Backstep Video Tutorial:
Knee Bar
What Is It?:
Wedging your knee and thigh between two surfaces while pressing down on your feet to create tension. This can either be a one-legged or two-legged knee bar.
When to Use It:
If an available feature allows you to fit your knee(s) into it while your feet are still on the wall. This allows you to rest, increase your reach, or to take weight off the upper body when reaching for a further hold.
Effectiveness:
9/10, 1 point deduction because of the pain. There’s subtle technique to pulling off a good knee bar as well.
How to Do it:
Find surfaces with ample space for your knee (use the fleshy part right above the kneecap and as much of the thigh area as you can) to fit while also being able to keep your toe(s) on the wall. By engaging and trusting your toes, this will in turn push your knee up into the opposing feature, creating a secure cam.

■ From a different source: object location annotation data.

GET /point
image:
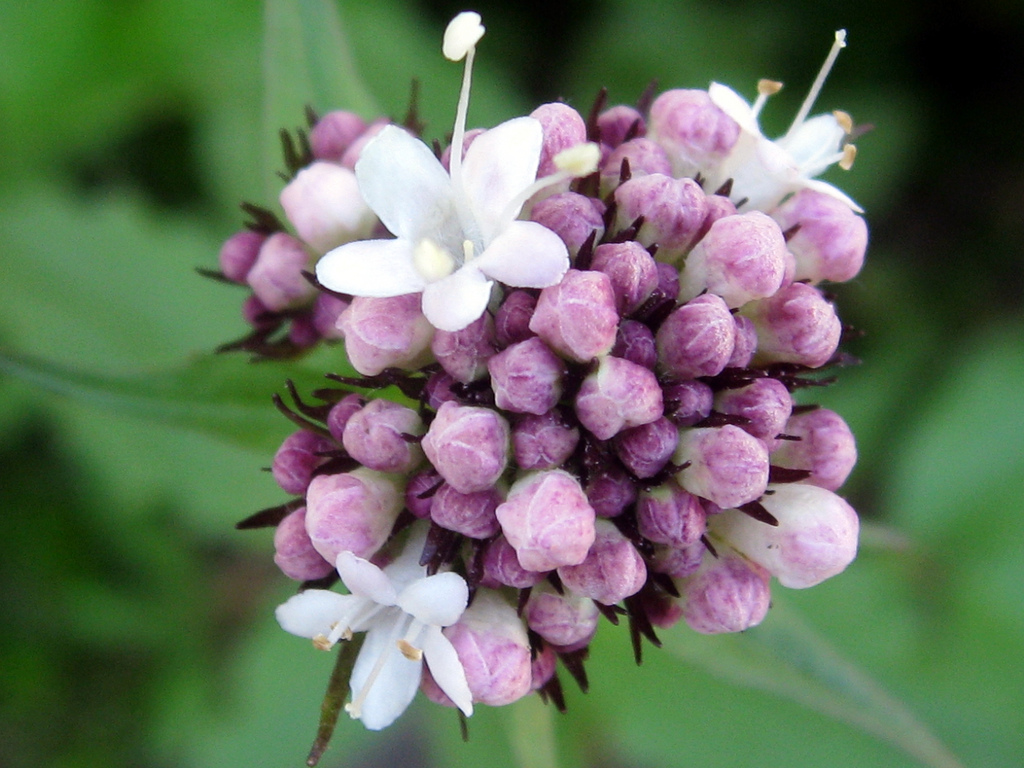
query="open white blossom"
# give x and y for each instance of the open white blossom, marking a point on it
(402, 611)
(764, 171)
(456, 232)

Like we’ve mentioned, this can either be a one or two-legged knee bar, with a two-legged knee bar allowing you to take significantly more weight off the rest of your body than a one-legged knee bar. However, sometimes you won’t be able to fit your entire knee into the feature but the knee can still make contact with the wall (such as on the side of the knee). Technically more of a “knee scum”, this can still take some weight off of the hands and can be the deciding factor in allowing you to make the next move.
However, knee bars can be quite painful, so wearing pants or even a kneepad can help make the maneuver much less of a sufferfest.
Knee Bar Video Tutorial:
French Blow
What Is It?:
Blowing off the excess chalk on your hand that’s reaching for the next hold.
When to Use It:
Any chance you can, it looks incredibly stylish and boosts your confidence by at least 300 percent. One of our favorite climbing moves.
Effectiveness:
13/10
How to Do it:
While mid-climb, blow off the excess chalk on your hand that’s reaching for the next hold.
A Tier Climbing Moves
Foot Swap
What Is It?:
Switching your feet on the same foothold from one that is in contact with the wall with your other foot.
When to Use It:
When you need to reposition your body for the next move and have limited foot options. OR, because the current foothold being used (if replaced by the other foot) would be the most efficient.
Effectiveness:
9.5/10, it’s absolutely crucial to get on the good foot.
How to Do it:
There are a few ways to switch feet, one that is semi-dynamic and one that is pretty static.
To do a semi-dynamic foot swap you should have both hands on solid handholds first of all. You will then pull with your hands slightly to take some weight off while you take off the current foot that’s on the foothold and swap it with the other foot in one smooth motion. It will feel almost as if you’re floating in the air for a second.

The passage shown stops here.